Troy’s literary references are prodigious and impressive. Many are from the Greek and Roman classics, Homer and Ovid. She illustrates her toxic relationship with Master in “At My Trial” with an allusion to Procne, Philomela’s sister, whose tongue was cut out, the story about the origin of the nightingale, as related in Metamorphoses. Odysseus and Aeneas are frequently referred to, along with ‘the widows of burning Troy’ (“A Twinkie’s Love Song”), Sybil of Cumae (‘who sang of Annals / of Spring and Autumn where kids were grilled / and eaten’), and in “Metamorphosis as Cassandra,” the narrator compares herself with the cursed daughter of King Priam of Troy, whose prophecies were ignored. She alludes to ‘Gatsby’s junkyard’ in the poem, “Plus Ultra,” with its own echo of Eliot’s “Waste Land.” Dostoyevsky, Whitman and Machiavelli make an appearance as well.

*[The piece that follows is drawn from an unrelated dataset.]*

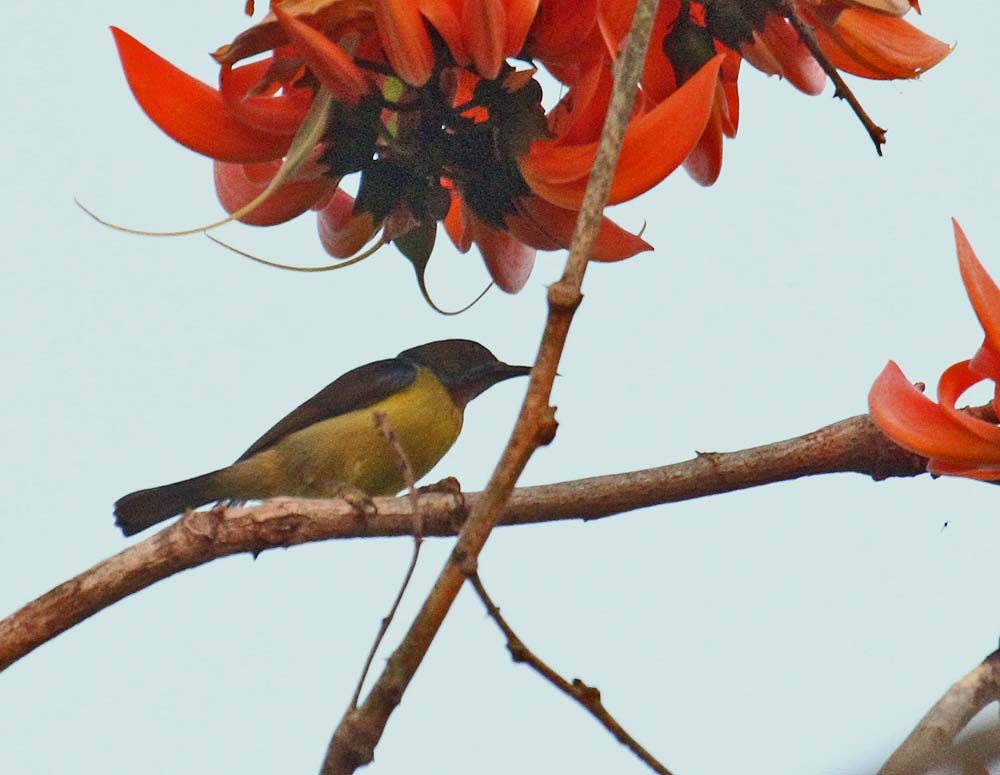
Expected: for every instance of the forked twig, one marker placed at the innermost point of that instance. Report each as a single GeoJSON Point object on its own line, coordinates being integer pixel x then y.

Still in the guise of Cassandra in the final poem, “The Sky,” while waxing philosophically about William Blake, who ‘calls experience, a truth / that often mixes cruelty with nostalgia,’ Troy ends the collection on the ambivalent but still hopeful note:

                At night, I wait for nostalgia to wash over me
            as the cold air reminds me of the wheel of fortune,
                 and of grown men who know no letters

             averring that’s how America works: You either cooperate
                  or starve. I stand up and look out again. It’s lighter,
              the momentarily pink light. I care for these men who talked
                   over me, the way I desire to touch the sky. 

Tiffany Troy is as strident about the need for justice as she is frequently despairing about the deck being stacked against the less powerful. It’s an exquisite balancing act that she juggles throughout this collection, and the balls are still up in the air when the curtains close.